The following additional particulars relating to the connection between Fox and Adair may not be thought out of place here. They are extracted from the highly interesting and important Croker Papers, being the Correspondence and Diaries, 1809–1830, of the Rt. Hon. J. W. Croker, M.P., Edited by Louis J. Jennings. M.P., 3 vols., 8vo., 1884.

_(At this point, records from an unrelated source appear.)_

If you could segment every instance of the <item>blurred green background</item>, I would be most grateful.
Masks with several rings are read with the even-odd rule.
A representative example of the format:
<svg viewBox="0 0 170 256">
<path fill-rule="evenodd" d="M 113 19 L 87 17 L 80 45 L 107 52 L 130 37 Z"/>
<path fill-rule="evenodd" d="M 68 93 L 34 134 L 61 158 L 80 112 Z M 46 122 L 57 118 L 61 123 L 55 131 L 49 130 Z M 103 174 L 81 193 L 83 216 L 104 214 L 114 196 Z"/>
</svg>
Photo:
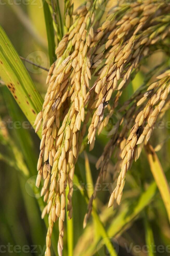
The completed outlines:
<svg viewBox="0 0 170 256">
<path fill-rule="evenodd" d="M 63 2 L 60 1 L 62 9 Z M 82 1 L 79 0 L 74 2 L 75 7 Z M 16 2 L 18 4 L 16 4 Z M 3 4 L 1 3 L 1 4 L 0 23 L 19 55 L 49 68 L 47 41 L 41 1 L 28 1 L 28 4 L 27 2 L 22 1 L 15 3 L 12 1 L 5 1 L 2 3 Z M 168 57 L 162 52 L 158 51 L 150 57 L 147 63 L 143 63 L 141 71 L 123 94 L 120 105 L 142 84 L 147 72 L 164 61 L 167 66 L 169 61 Z M 24 62 L 38 90 L 44 97 L 47 89 L 45 85 L 47 71 L 36 68 L 24 61 Z M 44 204 L 40 197 L 40 190 L 35 185 L 40 140 L 30 126 L 27 126 L 25 129 L 27 123 L 23 122 L 27 121 L 26 118 L 3 82 L 1 83 L 1 253 L 5 255 L 11 253 L 21 255 L 42 255 L 45 252 L 47 229 L 44 221 L 41 218 L 40 208 L 42 210 Z M 154 147 L 163 143 L 163 146 L 157 153 L 168 182 L 170 182 L 170 117 L 169 111 L 163 118 L 164 127 L 160 129 L 159 127 L 156 129 L 151 140 Z M 95 168 L 95 164 L 108 139 L 105 134 L 101 134 L 97 137 L 93 150 L 90 153 L 88 149 L 87 150 L 94 183 L 99 172 Z M 130 171 L 127 174 L 122 202 L 120 206 L 115 206 L 114 211 L 112 209 L 107 210 L 107 207 L 112 189 L 112 165 L 114 164 L 113 157 L 112 161 L 106 177 L 106 184 L 103 184 L 102 191 L 98 193 L 97 210 L 106 229 L 111 227 L 113 232 L 116 224 L 115 220 L 120 222 L 119 216 L 126 212 L 127 205 L 130 211 L 132 209 L 132 212 L 127 212 L 132 216 L 131 219 L 127 222 L 127 224 L 125 217 L 123 218 L 122 221 L 124 221 L 125 225 L 122 224 L 121 230 L 115 236 L 116 241 L 113 240 L 117 252 L 119 248 L 119 255 L 152 255 L 146 252 L 145 247 L 142 247 L 147 244 L 147 232 L 149 234 L 149 237 L 152 238 L 156 246 L 155 248 L 158 249 L 159 246 L 162 246 L 153 255 L 169 255 L 170 228 L 165 207 L 155 187 L 153 187 L 153 190 L 149 190 L 154 195 L 150 203 L 147 203 L 148 206 L 142 208 L 136 216 L 134 216 L 133 214 L 134 205 L 140 202 L 140 196 L 153 182 L 145 152 L 142 152 L 140 159 L 133 164 Z M 85 187 L 87 181 L 84 162 L 83 153 L 76 165 L 75 171 L 80 183 Z M 100 235 L 99 237 L 98 234 L 95 233 L 97 229 L 95 225 L 97 225 L 97 223 L 91 219 L 86 229 L 83 230 L 83 222 L 87 205 L 81 193 L 75 188 L 73 197 L 74 256 L 109 255 L 104 246 L 100 248 L 102 238 Z M 144 197 L 143 200 L 145 200 Z M 147 201 L 147 198 L 146 200 Z M 46 218 L 46 223 L 47 220 Z M 54 226 L 52 254 L 57 255 L 57 224 L 56 223 Z M 110 234 L 112 234 L 111 231 L 110 230 Z M 66 231 L 64 237 L 66 245 L 64 256 L 68 255 L 67 235 Z M 67 237 L 69 237 L 69 234 Z M 111 237 L 110 239 L 112 239 Z M 96 240 L 98 242 L 95 243 Z M 93 243 L 95 245 L 92 248 L 90 246 Z M 138 251 L 135 247 L 137 245 L 143 248 Z M 129 253 L 127 252 L 128 248 L 130 250 Z"/>
</svg>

The first is in these terms: “When Adair, whose father was a surgeon, went as Fox’s Ambassador to Russia, Lord Whitworth, then the King’s Minister, made a good joke, which tended not a little to lower Adair, and defeat his object. ‘Est-ce un homme trÈs considÉrable, ce M. d’Adair?’ asked the Empress. ‘Pas trop, Madame,’ replied Lord Whitworth, ‘quoique son pÈre Était grand seigneur [saigneur].’” The other is taken from a very long statement on various matters, made by K. George IV., when Prince of Wales, to Croker personally. Adair’s wife, the Prince said, was a Frenchwoman with whom Andreossi, when here as Buonaparte’s Minister, intrigued. The Duchess of Devonshire told him—the Prince of Wales—that Mrs. Adair had offered her a bribe of £10,000 down, and as much more whenever she might want it, if she would communicate the Cabinet secrets, with which the French thought she could not fail to be acquainted, through her intimacy with all the leaders of the Government. This caused a breach between Fox and Adair. But the former could only tell Adair that an obstacle—which he could neither reveal nor overcome, but which did not affect or alter Fox’s personal regard for him—prevented his appointment to be Fox’s Under-Secretary of State.—Croker Papers, i. 293.—Ed.]